SBE Did Not Violate KRS 61.874(2)(a) . Appellant further argues that she should not have been charged any copying fee in light of her January 4, 2019, request to receive the records in digital form. Pursuant to KRS 61.874(2)(a), public records "shall be available for copying in either standard electronic or standard hard copy format, as designated by the party requesting the records, where the agency currently maintains the records in electronic format. " Where a party specifically requests electronic copies of electronic records, a public agency may not impose a fee for making paper copies. 19-ORD-087; 14-ORD-148. Here, however, Appellant's original November 30, 2019, request did not specify electronic copies and her January 4 request for digital copies arrived after SBE had mailed hard copies of responsive records.
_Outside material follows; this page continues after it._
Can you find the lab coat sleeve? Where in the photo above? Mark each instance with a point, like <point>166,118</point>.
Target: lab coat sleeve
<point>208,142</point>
Further, in light of her express reference to the possibility that copying fees might exceed 30 dollars ($ 30), SBE properly understood her request as one for paper copies, and complied with that request on March 15, 2019. Therefore, we find no violation or subversion of the Act.

Nevertheless, we find SBE violated the Act by failing to respond to Appellant's January 4 email requesting "digital copies" of the records. This communication constituted a new open records request and SBE was therefore obligated to respond within three days, excluding weekends and legal holidays. KRS 61.880(1). "A failure to respond to an open records request is tantamount to a denial of the request without specific basis." 05-ORD-176 (citing 02-ORD-116). Accordingly, SBE's lack of response to the e-mail constituted a violation of the Act.

SBE Subverted the Intent of the Act by Charging Appellant for Blank Copies . As to the blank pages Appellant was charged for in response to her request, SBE explained that the records had been "scanned double-sided" because some of the originals were double-sided. We read this statement as an implicit admission of error and, accordingly, find that SBE improperly charged Ms. Huseman for copies of blank pages, thus imposing an excessive fee and subverting the intent of the Open Records Act, short of denial of inspection, within the meaning of KRS 61.880(4). 10

The Attorney General has no Authority to Impose Monetary Penalties in an Open Records Appeal . We decline Appellant's request that we consider penalties. This office has long recognized that it has no authority to impose monetary penalties for violation of the Act. See, e.g. , OAG 79-380; OAG 80-367; OAG 81-264; 93-ORD-135; 95-ORD-88; 98-ORD-21; 99-ORD-121; 08-ORD-041. The relevant provision of the Act, KRS 61.882(5), provides:

Any person who prevails against any agency in any action in the courts regarding a violation of KRS 61.870 to 61.884 may, upon a finding that the records were willfully withheld in violation of KRS 61.870 to 61.884, be awarded costs, including reasonable attorney's fees, incurred in connection with the legal action. If such person prevails in part, the court may in its discretion award him costs or an appropriate portion thereof. In addition, it shall be within the discretion of the court to award the person an amount not to exceed twenty-five dollars ($ 25) for each day that he was denied the right to inspect or copy said public record. Attorney's fees, costs, and awards under this subsection shall be paid by the agency that the court determines is responsible for the violation.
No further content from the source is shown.